Karen Bowerman is an English journalist, television presenter, filmmaker and travel writer who has worked for Sky News, ITV, CNN International and the BBC. Formerly the Consumer Correspondent for BBC 1, and the Business and Consumer Presenter for the BBC News Channel and BBC World, she is now freelance, specialising in travel, consumer stories and personal finance.

She is a presenter and film maker for the BBC's Travel Show on BBC 2 and BBC World, works for The Press Association and contributes to the Independent, the Mail on Sunday, the Express, CNN.com and National Geographic Traveller. When not on assignment she is a corporate presenter.

==Education==
Bowerman was an Academic Scholar at St Hugh's College, Oxford. She has an MA degree in Theology. She was subsequently offered a place at Wolfson College, Oxford, to study for a DPhil degree in Theology, but had to defer for a year to try to secure funding; she has never returned to complete the course. During this time she began working for a local paper.

==Career==
After a brief spell in regional newspapers and TV, Bowerman became a BBC News Trainee, passed various law exams for journalists, and went on to report and present for BBC South West, Sky News and CNN International.

==BBC News==
In 2002 Bowerman was employed as a consumer correspondent for the BBC News at One, BBC News at Six and the BBC News at Ten, where she specialised in undercover filming and special investigations. In 2006, she became a presenter on business and consumer affairs for the BBC News Channel while also reporting for BBC Radio 4 and newsreading for BBC Radio 5 Live. Bowerman was the interviewer during the interview of Guy Goma, a widely published blooper of the BBC.

==Programmes==
After establishing herself in news, Bowerman worked as a contributor and presenter for BBC programmes. Stints include Weekend Watchdog, Newsnight, Fast:track (now The Travel Show) on BBC Two and The Heaven and Earth Show on BBC One. She also presented several series of BBC Northern Ireland's Watchdog and Fair Play on BBC One.

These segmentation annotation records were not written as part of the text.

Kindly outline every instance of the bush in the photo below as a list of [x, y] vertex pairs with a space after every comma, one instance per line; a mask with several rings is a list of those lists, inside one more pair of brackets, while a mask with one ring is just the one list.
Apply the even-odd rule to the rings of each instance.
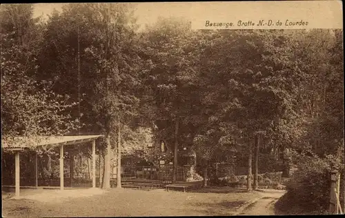
[[329, 202], [329, 170], [326, 160], [306, 158], [286, 184], [287, 193], [280, 201], [279, 209], [288, 212], [295, 207], [302, 208], [305, 213], [325, 212]]

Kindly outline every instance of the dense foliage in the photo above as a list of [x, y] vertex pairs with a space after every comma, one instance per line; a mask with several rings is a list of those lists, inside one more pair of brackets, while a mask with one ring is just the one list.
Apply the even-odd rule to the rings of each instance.
[[344, 163], [342, 30], [192, 30], [159, 18], [139, 32], [128, 4], [67, 4], [44, 22], [32, 7], [1, 8], [2, 137], [104, 134], [126, 161], [155, 164], [146, 143], [163, 141], [168, 159], [174, 145], [195, 152], [207, 177], [215, 162], [248, 164], [265, 132], [261, 168], [277, 164], [272, 149], [307, 151], [288, 191], [322, 208], [326, 179], [306, 181], [329, 155]]

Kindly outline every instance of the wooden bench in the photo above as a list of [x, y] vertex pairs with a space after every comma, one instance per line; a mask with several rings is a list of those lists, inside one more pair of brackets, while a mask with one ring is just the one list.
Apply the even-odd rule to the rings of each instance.
[[184, 192], [186, 192], [186, 189], [189, 188], [188, 186], [179, 186], [179, 185], [167, 185], [166, 186], [166, 190], [168, 191], [170, 188], [183, 188]]
[[141, 186], [132, 186], [132, 185], [122, 185], [121, 186], [122, 188], [138, 188], [138, 189], [141, 189]]

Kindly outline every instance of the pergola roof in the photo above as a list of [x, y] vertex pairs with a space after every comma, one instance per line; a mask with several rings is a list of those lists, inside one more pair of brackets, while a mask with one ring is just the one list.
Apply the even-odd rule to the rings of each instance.
[[57, 146], [88, 142], [103, 137], [102, 135], [71, 136], [12, 137], [1, 139], [1, 147], [8, 150], [19, 150], [44, 146]]

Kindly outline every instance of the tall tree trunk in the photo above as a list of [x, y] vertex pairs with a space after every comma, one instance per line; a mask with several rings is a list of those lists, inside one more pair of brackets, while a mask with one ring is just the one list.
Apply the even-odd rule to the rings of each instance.
[[260, 137], [258, 135], [255, 135], [255, 144], [254, 148], [254, 190], [257, 190], [259, 186], [259, 181], [257, 181], [257, 171], [258, 171], [258, 159], [259, 159], [259, 145], [260, 141]]
[[176, 182], [177, 176], [177, 148], [179, 146], [178, 134], [179, 134], [179, 118], [176, 119], [175, 127], [175, 146], [174, 146], [174, 166], [172, 168], [172, 182]]
[[204, 177], [204, 184], [203, 186], [205, 187], [205, 186], [207, 186], [207, 179], [208, 179], [208, 177], [207, 177], [207, 170], [208, 170], [208, 163], [206, 163], [206, 164], [205, 165], [205, 166], [204, 167], [204, 169], [202, 170], [202, 174], [203, 174], [203, 177]]
[[106, 137], [106, 153], [104, 158], [104, 172], [103, 174], [102, 188], [110, 188], [110, 137], [109, 135]]
[[249, 155], [248, 157], [248, 177], [247, 177], [247, 190], [248, 191], [252, 190], [252, 146], [248, 143]]
[[80, 176], [83, 178], [83, 152], [80, 152]]
[[117, 128], [117, 188], [122, 188], [121, 186], [121, 124], [119, 123]]
[[88, 179], [91, 179], [92, 177], [92, 174], [91, 172], [91, 159], [88, 157]]
[[103, 186], [103, 152], [99, 150], [99, 188], [101, 188]]
[[73, 177], [75, 175], [75, 156], [72, 152], [70, 152], [70, 186], [73, 184]]

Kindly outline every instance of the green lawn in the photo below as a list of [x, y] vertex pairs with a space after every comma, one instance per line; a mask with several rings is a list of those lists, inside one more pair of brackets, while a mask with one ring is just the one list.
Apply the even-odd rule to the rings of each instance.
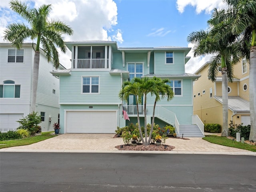
[[55, 135], [50, 135], [50, 133], [52, 132], [52, 131], [49, 132], [42, 132], [41, 133], [42, 135], [34, 137], [29, 137], [28, 138], [22, 139], [0, 141], [0, 149], [6, 148], [7, 147], [14, 147], [15, 146], [30, 145], [30, 144], [37, 143], [39, 141], [43, 141], [46, 139], [56, 136]]
[[256, 146], [251, 145], [246, 143], [242, 143], [241, 142], [236, 142], [228, 139], [226, 137], [221, 137], [215, 135], [206, 135], [203, 139], [211, 143], [224, 145], [228, 147], [234, 147], [239, 149], [245, 149], [256, 152]]

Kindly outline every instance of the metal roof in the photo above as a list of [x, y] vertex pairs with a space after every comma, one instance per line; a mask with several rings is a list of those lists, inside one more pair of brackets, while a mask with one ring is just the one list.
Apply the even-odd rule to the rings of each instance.
[[[222, 97], [214, 96], [214, 98], [222, 103]], [[228, 108], [234, 112], [250, 112], [250, 102], [239, 96], [228, 97]]]

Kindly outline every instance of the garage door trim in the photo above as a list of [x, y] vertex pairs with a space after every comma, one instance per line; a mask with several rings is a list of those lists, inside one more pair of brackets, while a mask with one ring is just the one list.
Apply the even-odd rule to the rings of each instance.
[[67, 112], [116, 112], [116, 127], [118, 124], [118, 110], [110, 110], [110, 109], [97, 109], [97, 110], [83, 110], [83, 109], [66, 109], [64, 110], [64, 133], [66, 133], [67, 131]]

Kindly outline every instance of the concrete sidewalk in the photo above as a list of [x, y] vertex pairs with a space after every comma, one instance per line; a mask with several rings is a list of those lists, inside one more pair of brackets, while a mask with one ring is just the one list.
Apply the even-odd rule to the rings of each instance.
[[31, 145], [5, 148], [0, 152], [104, 152], [218, 154], [252, 155], [256, 152], [211, 143], [202, 138], [189, 140], [169, 138], [166, 144], [175, 147], [170, 151], [119, 150], [115, 146], [124, 144], [114, 134], [65, 134]]

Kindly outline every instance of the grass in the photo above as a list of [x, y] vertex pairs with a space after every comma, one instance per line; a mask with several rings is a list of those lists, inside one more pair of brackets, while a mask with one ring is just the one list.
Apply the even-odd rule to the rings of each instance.
[[7, 148], [8, 147], [15, 147], [15, 146], [30, 145], [30, 144], [37, 143], [39, 141], [43, 141], [46, 139], [56, 136], [55, 135], [50, 135], [50, 133], [52, 132], [52, 131], [42, 132], [41, 135], [34, 137], [29, 137], [28, 138], [21, 139], [0, 141], [0, 149]]
[[203, 139], [210, 143], [215, 143], [218, 145], [256, 152], [256, 146], [250, 145], [245, 143], [242, 143], [241, 142], [237, 142], [235, 140], [233, 140], [226, 137], [221, 137], [215, 135], [206, 135], [205, 137], [203, 138]]

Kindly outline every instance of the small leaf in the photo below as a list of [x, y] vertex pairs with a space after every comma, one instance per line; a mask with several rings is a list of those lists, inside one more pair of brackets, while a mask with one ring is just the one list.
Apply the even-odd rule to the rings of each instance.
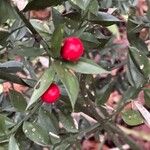
[[44, 74], [34, 87], [33, 94], [26, 109], [28, 109], [33, 103], [35, 103], [40, 98], [40, 96], [48, 89], [54, 79], [54, 76], [55, 72], [51, 68], [47, 69], [44, 72]]
[[10, 97], [13, 107], [17, 111], [22, 112], [26, 109], [27, 102], [21, 93], [11, 90], [9, 92], [9, 97]]
[[76, 133], [78, 130], [76, 129], [74, 125], [73, 118], [71, 115], [63, 114], [63, 112], [59, 112], [59, 120], [62, 123], [63, 127], [71, 133]]
[[4, 45], [10, 33], [8, 31], [0, 30], [0, 45]]
[[101, 106], [102, 104], [106, 103], [113, 89], [114, 89], [114, 82], [111, 82], [105, 86], [105, 91], [103, 91], [96, 100], [98, 106]]
[[77, 5], [79, 8], [86, 10], [91, 0], [71, 0], [71, 2]]
[[19, 146], [18, 146], [16, 139], [13, 135], [9, 139], [8, 150], [19, 150]]
[[143, 118], [141, 117], [140, 113], [135, 110], [128, 110], [123, 112], [122, 119], [130, 126], [136, 126], [143, 123]]
[[38, 145], [44, 146], [50, 144], [48, 133], [35, 123], [24, 122], [23, 132], [31, 141]]
[[36, 57], [42, 55], [44, 52], [43, 48], [35, 47], [20, 47], [19, 49], [14, 49], [11, 51], [12, 54], [26, 57]]
[[72, 108], [74, 109], [74, 105], [76, 103], [79, 93], [79, 82], [77, 77], [67, 68], [65, 68], [65, 66], [59, 61], [54, 62], [53, 68], [57, 72], [57, 75], [62, 83], [64, 84], [69, 95]]
[[150, 77], [150, 60], [148, 57], [138, 49], [131, 47], [129, 49], [130, 57], [134, 61], [135, 65], [141, 73], [143, 73], [147, 78]]
[[144, 89], [144, 100], [145, 104], [150, 107], [150, 89]]
[[6, 134], [6, 124], [5, 124], [5, 118], [3, 116], [0, 116], [0, 135]]
[[100, 24], [100, 25], [108, 25], [108, 26], [120, 22], [118, 18], [105, 12], [98, 12], [96, 15], [90, 13], [87, 19], [90, 22]]
[[50, 6], [57, 6], [61, 5], [65, 1], [66, 0], [32, 0], [26, 5], [23, 11], [38, 10]]
[[13, 7], [10, 4], [9, 0], [0, 0], [0, 24], [7, 21], [7, 19], [16, 19], [17, 15], [13, 9]]
[[60, 49], [63, 40], [63, 35], [64, 35], [64, 25], [61, 24], [58, 27], [56, 27], [51, 39], [51, 48], [53, 55], [55, 57], [60, 56]]
[[0, 71], [7, 73], [16, 73], [23, 70], [23, 63], [18, 61], [7, 61], [5, 63], [0, 63]]
[[58, 120], [52, 113], [49, 113], [46, 110], [40, 109], [38, 123], [41, 127], [44, 127], [46, 132], [52, 132], [54, 134], [58, 134]]
[[99, 41], [96, 39], [96, 37], [92, 33], [89, 33], [89, 32], [82, 33], [80, 38], [86, 42], [99, 44]]
[[136, 88], [141, 87], [146, 82], [144, 75], [139, 71], [130, 54], [128, 56], [127, 77], [130, 84]]
[[76, 63], [64, 63], [64, 66], [72, 69], [75, 72], [83, 73], [83, 74], [102, 74], [109, 73], [107, 70], [103, 69], [101, 66], [97, 65], [90, 59], [81, 58]]

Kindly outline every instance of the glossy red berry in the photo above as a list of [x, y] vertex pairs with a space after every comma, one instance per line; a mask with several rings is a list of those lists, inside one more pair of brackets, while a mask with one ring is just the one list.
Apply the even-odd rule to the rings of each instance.
[[61, 48], [61, 57], [67, 61], [77, 61], [83, 55], [84, 46], [78, 37], [68, 37]]
[[60, 97], [60, 89], [58, 85], [52, 83], [50, 87], [45, 91], [45, 93], [41, 96], [43, 102], [46, 103], [54, 103]]

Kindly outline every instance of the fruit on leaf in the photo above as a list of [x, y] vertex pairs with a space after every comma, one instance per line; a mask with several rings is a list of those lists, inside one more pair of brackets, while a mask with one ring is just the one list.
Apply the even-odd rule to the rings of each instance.
[[60, 88], [57, 84], [52, 83], [45, 93], [41, 96], [41, 99], [45, 103], [54, 103], [56, 102], [61, 95]]
[[61, 48], [61, 57], [66, 61], [77, 61], [83, 55], [84, 46], [78, 37], [68, 37]]

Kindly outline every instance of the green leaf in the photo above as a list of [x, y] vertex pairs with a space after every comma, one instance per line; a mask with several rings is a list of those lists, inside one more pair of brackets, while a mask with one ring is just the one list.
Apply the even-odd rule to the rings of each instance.
[[77, 5], [79, 8], [86, 10], [91, 0], [71, 0], [71, 2]]
[[144, 75], [137, 68], [137, 65], [130, 54], [128, 56], [127, 77], [130, 84], [136, 88], [143, 86], [143, 84], [146, 82]]
[[23, 132], [26, 137], [38, 145], [44, 146], [50, 144], [48, 133], [35, 123], [24, 122]]
[[6, 134], [5, 118], [0, 115], [0, 136]]
[[44, 52], [43, 48], [35, 47], [20, 47], [11, 51], [12, 54], [23, 56], [23, 57], [36, 57], [42, 55]]
[[100, 44], [99, 41], [96, 39], [96, 37], [92, 33], [89, 33], [89, 32], [82, 33], [80, 38], [86, 42]]
[[61, 24], [55, 28], [51, 39], [51, 48], [55, 57], [60, 56], [60, 49], [64, 35], [64, 25]]
[[11, 104], [16, 109], [16, 111], [23, 112], [26, 109], [27, 102], [21, 93], [11, 90], [9, 91], [9, 97]]
[[74, 109], [74, 105], [79, 93], [79, 82], [77, 77], [67, 68], [65, 68], [65, 66], [59, 61], [54, 62], [53, 68], [57, 72], [58, 77], [65, 86], [65, 89], [67, 90], [70, 98], [72, 108]]
[[111, 82], [108, 85], [106, 85], [105, 91], [103, 91], [96, 100], [98, 106], [103, 105], [108, 100], [113, 89], [114, 89], [114, 82]]
[[97, 15], [89, 13], [87, 19], [90, 22], [108, 26], [120, 22], [118, 18], [105, 12], [98, 12]]
[[50, 6], [57, 6], [61, 5], [65, 1], [66, 0], [32, 0], [26, 5], [23, 11], [38, 10]]
[[123, 112], [122, 119], [130, 126], [136, 126], [143, 123], [143, 118], [141, 117], [140, 113], [135, 110], [128, 110]]
[[51, 85], [54, 79], [54, 76], [55, 72], [51, 68], [47, 69], [44, 72], [44, 74], [34, 87], [33, 94], [26, 109], [28, 109], [32, 104], [34, 104], [41, 97], [41, 95], [48, 89], [48, 87]]
[[48, 111], [44, 109], [40, 109], [39, 116], [38, 116], [38, 123], [41, 127], [44, 127], [46, 132], [52, 132], [54, 134], [58, 134], [58, 120], [55, 118], [55, 116], [52, 113], [49, 113]]
[[7, 73], [16, 73], [23, 70], [23, 63], [18, 61], [7, 61], [5, 63], [0, 63], [0, 71]]
[[150, 77], [150, 60], [148, 57], [138, 49], [131, 47], [129, 48], [130, 56], [135, 62], [135, 65], [139, 69], [139, 71], [144, 74], [145, 77]]
[[19, 146], [18, 146], [16, 139], [13, 135], [9, 139], [8, 150], [19, 150]]
[[150, 107], [150, 89], [148, 88], [144, 89], [144, 100], [146, 106]]
[[91, 0], [90, 5], [89, 5], [89, 11], [93, 14], [97, 14], [98, 9], [99, 9], [99, 4], [97, 0]]
[[8, 31], [0, 30], [0, 45], [4, 45], [10, 33]]
[[60, 24], [64, 23], [61, 13], [54, 8], [52, 8], [52, 18], [53, 18], [53, 23], [54, 23], [55, 28], [59, 27]]
[[97, 65], [90, 59], [81, 58], [76, 63], [64, 63], [64, 66], [79, 73], [83, 74], [102, 74], [109, 73], [107, 70], [103, 69], [101, 66]]
[[76, 133], [78, 130], [74, 125], [73, 118], [71, 114], [63, 114], [63, 112], [59, 112], [59, 120], [62, 123], [63, 127], [71, 133]]
[[44, 109], [40, 109], [39, 117], [38, 117], [38, 124], [47, 132], [49, 133], [50, 140], [52, 144], [56, 144], [60, 142], [60, 137], [58, 135], [59, 129], [59, 121], [55, 117], [55, 115], [51, 112]]
[[0, 0], [0, 14], [1, 14], [0, 23], [4, 23], [8, 19], [14, 19], [16, 17], [16, 13], [14, 9], [11, 7], [9, 0]]

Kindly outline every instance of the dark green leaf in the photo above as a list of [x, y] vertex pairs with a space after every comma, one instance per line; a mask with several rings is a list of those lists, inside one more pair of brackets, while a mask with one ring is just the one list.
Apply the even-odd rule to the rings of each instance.
[[8, 150], [19, 150], [19, 146], [18, 146], [16, 139], [13, 135], [9, 139]]
[[105, 91], [103, 91], [103, 93], [101, 93], [96, 100], [98, 106], [101, 106], [108, 100], [113, 89], [114, 89], [114, 82], [111, 82], [110, 84], [106, 85]]
[[18, 61], [7, 61], [5, 63], [0, 63], [0, 71], [7, 73], [16, 73], [23, 70], [23, 63]]
[[65, 1], [66, 0], [32, 0], [26, 5], [23, 11], [38, 10], [50, 6], [57, 6]]
[[76, 129], [74, 125], [73, 118], [70, 114], [63, 114], [63, 112], [59, 112], [59, 120], [62, 123], [63, 127], [71, 133], [76, 133], [78, 130]]
[[86, 42], [99, 44], [99, 41], [96, 39], [96, 37], [92, 33], [89, 33], [89, 32], [82, 33], [80, 38]]
[[60, 56], [60, 49], [64, 35], [64, 25], [61, 24], [55, 28], [51, 39], [51, 48], [55, 57]]
[[70, 98], [72, 108], [74, 109], [74, 105], [79, 93], [79, 82], [77, 77], [74, 73], [65, 68], [65, 66], [59, 61], [54, 62], [53, 68], [57, 72], [58, 77], [65, 86]]
[[38, 81], [38, 83], [35, 85], [34, 87], [34, 91], [33, 94], [31, 96], [31, 99], [28, 103], [27, 109], [33, 104], [35, 103], [40, 96], [48, 89], [48, 87], [51, 85], [53, 79], [55, 76], [55, 72], [53, 71], [53, 69], [47, 69], [44, 74], [42, 75], [42, 77], [40, 78], [40, 80]]
[[128, 110], [122, 113], [122, 119], [130, 126], [136, 126], [143, 123], [140, 113], [135, 110]]
[[127, 77], [130, 84], [136, 88], [143, 86], [146, 81], [144, 75], [139, 71], [130, 55], [128, 57]]
[[8, 31], [1, 31], [0, 30], [0, 45], [4, 45], [6, 42], [7, 38], [9, 37], [9, 32]]
[[60, 24], [64, 23], [61, 13], [54, 8], [52, 8], [52, 18], [53, 18], [53, 23], [54, 23], [55, 28], [60, 26]]
[[24, 122], [23, 132], [31, 141], [39, 145], [50, 144], [48, 133], [35, 123]]
[[90, 22], [100, 25], [112, 25], [120, 22], [118, 18], [105, 12], [98, 12], [97, 15], [89, 13], [88, 18]]
[[90, 59], [81, 58], [76, 63], [64, 63], [64, 66], [75, 71], [80, 72], [83, 74], [102, 74], [108, 73], [107, 70], [103, 69], [101, 66], [97, 65]]
[[19, 49], [12, 50], [11, 53], [23, 57], [36, 57], [42, 55], [44, 53], [44, 49], [35, 47], [21, 47]]
[[9, 97], [10, 97], [10, 100], [11, 100], [13, 107], [17, 111], [22, 112], [26, 109], [27, 102], [21, 93], [11, 90], [9, 92]]
[[44, 109], [40, 109], [38, 123], [46, 130], [47, 133], [52, 132], [54, 134], [58, 134], [58, 120], [52, 113], [49, 113]]
[[93, 14], [97, 14], [98, 9], [99, 9], [99, 4], [97, 0], [91, 0], [90, 5], [89, 5], [89, 11]]
[[150, 107], [150, 89], [149, 88], [144, 89], [144, 100], [145, 100], [145, 104], [148, 107]]
[[15, 11], [11, 7], [9, 0], [0, 0], [0, 14], [0, 23], [4, 23], [7, 19], [14, 19], [16, 17]]
[[86, 10], [91, 0], [71, 0], [71, 2], [77, 5], [79, 8]]
[[0, 116], [0, 136], [5, 134], [6, 134], [5, 118], [3, 116]]
[[138, 49], [131, 47], [130, 48], [130, 56], [134, 61], [136, 67], [139, 69], [141, 73], [144, 74], [145, 77], [150, 77], [150, 60], [148, 57]]

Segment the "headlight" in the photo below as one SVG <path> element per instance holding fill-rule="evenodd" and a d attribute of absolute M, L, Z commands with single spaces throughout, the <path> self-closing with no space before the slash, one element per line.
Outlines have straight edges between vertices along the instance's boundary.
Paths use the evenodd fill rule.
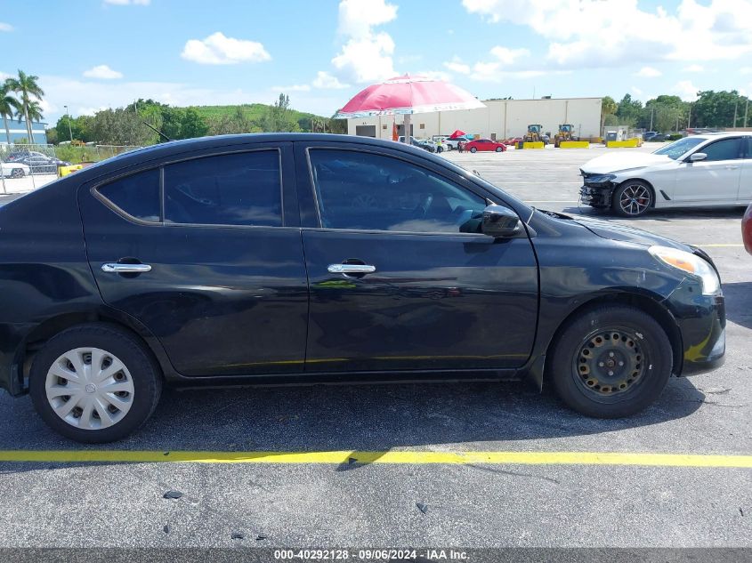
<path fill-rule="evenodd" d="M 669 246 L 651 246 L 648 252 L 664 264 L 699 277 L 702 280 L 703 295 L 713 295 L 718 292 L 721 286 L 718 274 L 699 256 Z"/>

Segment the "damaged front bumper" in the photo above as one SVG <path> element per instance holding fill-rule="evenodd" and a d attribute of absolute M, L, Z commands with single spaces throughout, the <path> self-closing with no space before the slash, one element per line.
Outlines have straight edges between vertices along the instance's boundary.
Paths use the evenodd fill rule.
<path fill-rule="evenodd" d="M 611 195 L 616 184 L 613 174 L 594 174 L 580 171 L 583 186 L 579 189 L 579 198 L 583 204 L 593 207 L 610 207 Z"/>

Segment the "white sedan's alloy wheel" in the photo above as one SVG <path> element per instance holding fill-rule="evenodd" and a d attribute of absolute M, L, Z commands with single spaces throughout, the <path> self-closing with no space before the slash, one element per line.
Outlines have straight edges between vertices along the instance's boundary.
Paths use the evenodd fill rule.
<path fill-rule="evenodd" d="M 86 430 L 117 424 L 133 404 L 128 368 L 99 348 L 76 348 L 62 354 L 47 371 L 44 390 L 60 418 Z"/>

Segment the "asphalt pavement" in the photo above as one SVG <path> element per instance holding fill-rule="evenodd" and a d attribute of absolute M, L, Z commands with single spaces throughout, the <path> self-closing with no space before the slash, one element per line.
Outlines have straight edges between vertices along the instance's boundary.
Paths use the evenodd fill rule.
<path fill-rule="evenodd" d="M 752 454 L 742 210 L 627 221 L 578 208 L 578 167 L 605 150 L 447 157 L 537 207 L 703 247 L 727 299 L 722 368 L 672 379 L 656 405 L 616 421 L 525 382 L 168 390 L 141 431 L 97 447 L 51 434 L 28 398 L 2 395 L 0 459 L 39 457 L 0 462 L 0 547 L 752 548 L 749 457 L 732 466 Z M 76 458 L 111 450 L 131 461 Z M 173 461 L 185 451 L 190 461 Z M 473 461 L 479 452 L 521 461 Z M 575 462 L 561 462 L 570 453 Z M 454 454 L 469 461 L 449 462 Z M 655 454 L 676 455 L 661 464 Z"/>

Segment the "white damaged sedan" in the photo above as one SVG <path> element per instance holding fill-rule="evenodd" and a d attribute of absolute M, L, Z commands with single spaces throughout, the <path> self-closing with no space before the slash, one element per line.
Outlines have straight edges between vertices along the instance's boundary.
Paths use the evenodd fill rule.
<path fill-rule="evenodd" d="M 638 217 L 651 208 L 748 205 L 752 133 L 693 135 L 653 153 L 618 152 L 580 168 L 582 203 Z"/>

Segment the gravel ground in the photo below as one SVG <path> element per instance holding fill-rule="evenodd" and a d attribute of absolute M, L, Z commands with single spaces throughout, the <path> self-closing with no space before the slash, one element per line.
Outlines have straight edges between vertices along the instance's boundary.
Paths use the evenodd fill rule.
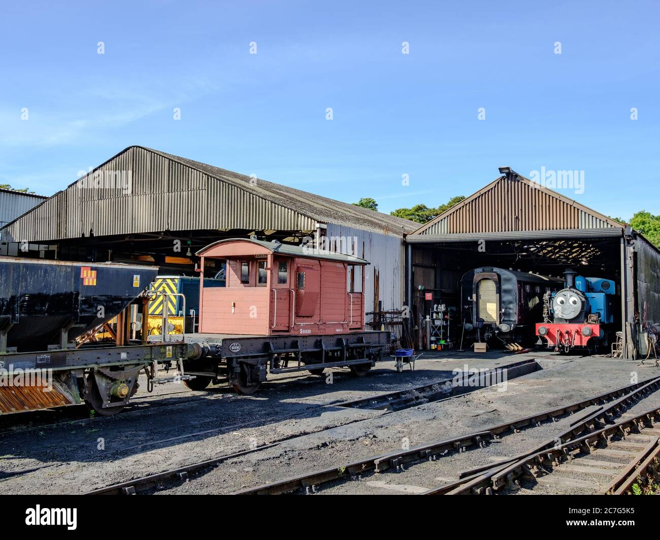
<path fill-rule="evenodd" d="M 471 368 L 492 368 L 525 358 L 537 358 L 544 369 L 509 381 L 504 391 L 480 389 L 390 413 L 333 406 L 451 378 L 451 370 L 466 363 Z M 18 416 L 6 422 L 3 419 L 0 493 L 83 492 L 255 444 L 286 440 L 277 447 L 226 461 L 164 492 L 231 492 L 391 451 L 405 440 L 414 446 L 447 438 L 572 403 L 629 384 L 630 373 L 636 369 L 640 380 L 660 374 L 655 368 L 636 368 L 634 362 L 551 353 L 489 353 L 479 356 L 444 353 L 425 355 L 418 360 L 414 372 L 403 374 L 397 374 L 391 362 L 362 379 L 335 370 L 333 384 L 326 384 L 321 377 L 280 376 L 251 397 L 237 396 L 220 388 L 192 392 L 181 385 L 164 385 L 156 387 L 161 395 L 143 397 L 141 393 L 136 405 L 113 418 L 89 419 L 84 411 L 76 410 L 81 408 L 69 407 L 71 417 L 59 417 L 50 425 L 48 413 L 29 418 L 18 415 L 24 418 L 20 422 Z M 422 476 L 415 476 L 416 466 L 411 467 L 402 473 L 409 474 L 409 479 L 399 481 L 403 477 L 397 475 L 387 483 L 418 488 L 436 485 L 436 478 L 457 477 L 461 470 L 492 463 L 522 452 L 539 439 L 550 438 L 552 430 L 560 430 L 560 423 L 548 424 L 547 432 L 544 426 L 538 433 L 525 430 L 482 450 L 432 462 L 429 465 L 438 467 L 420 472 Z M 354 492 L 355 485 L 362 483 L 337 486 L 335 492 Z M 366 492 L 401 492 L 398 488 L 378 484 L 368 489 Z M 360 489 L 354 492 L 365 492 Z"/>

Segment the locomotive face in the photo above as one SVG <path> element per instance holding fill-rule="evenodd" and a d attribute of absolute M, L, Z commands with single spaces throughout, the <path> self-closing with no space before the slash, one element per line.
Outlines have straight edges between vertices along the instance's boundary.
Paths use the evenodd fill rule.
<path fill-rule="evenodd" d="M 579 315 L 582 309 L 582 300 L 575 291 L 570 288 L 560 290 L 552 300 L 554 316 L 570 321 Z"/>

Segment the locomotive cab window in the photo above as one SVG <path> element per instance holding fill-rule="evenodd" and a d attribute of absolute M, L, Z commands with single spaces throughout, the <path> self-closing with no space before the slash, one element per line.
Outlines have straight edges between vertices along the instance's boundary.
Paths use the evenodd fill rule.
<path fill-rule="evenodd" d="M 286 261 L 280 261 L 277 263 L 277 283 L 286 285 L 288 281 L 288 265 Z"/>
<path fill-rule="evenodd" d="M 266 261 L 259 261 L 257 263 L 257 285 L 265 285 L 268 283 L 268 271 L 266 269 Z"/>
<path fill-rule="evenodd" d="M 241 263 L 241 283 L 247 285 L 249 283 L 249 263 Z"/>

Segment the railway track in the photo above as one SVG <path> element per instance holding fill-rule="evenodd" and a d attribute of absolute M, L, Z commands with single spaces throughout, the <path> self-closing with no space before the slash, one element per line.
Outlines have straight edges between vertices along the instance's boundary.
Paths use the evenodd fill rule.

Bowerman also conceived and co-produced Test the Nation's Morals, a live show broadcast by BBC Religion that gave birth to a national equivalent.

==Films and documentaries==
Since 2009 Bowerman has worked as a freelance travel reporter and film maker for the BBC's News Features department. She produces, shoots and presents her own material. Her short travel films have won several awards.

==Awards==
Bowerman twice won "Travel Broadcaster of the Year" in the former UK Travel Press Awards, gaining recognition for films she shot and produced herself.

==Corporate work==
Bowerman hosts international conferences, leads panel discussions and acts as a presenter for various corporate projects. Clients have included the UN, Mercedes, Hitachi, Danone, Swiss Re, Saga, Farnborough Air Show, the International Telecommunication Union and supermarkets.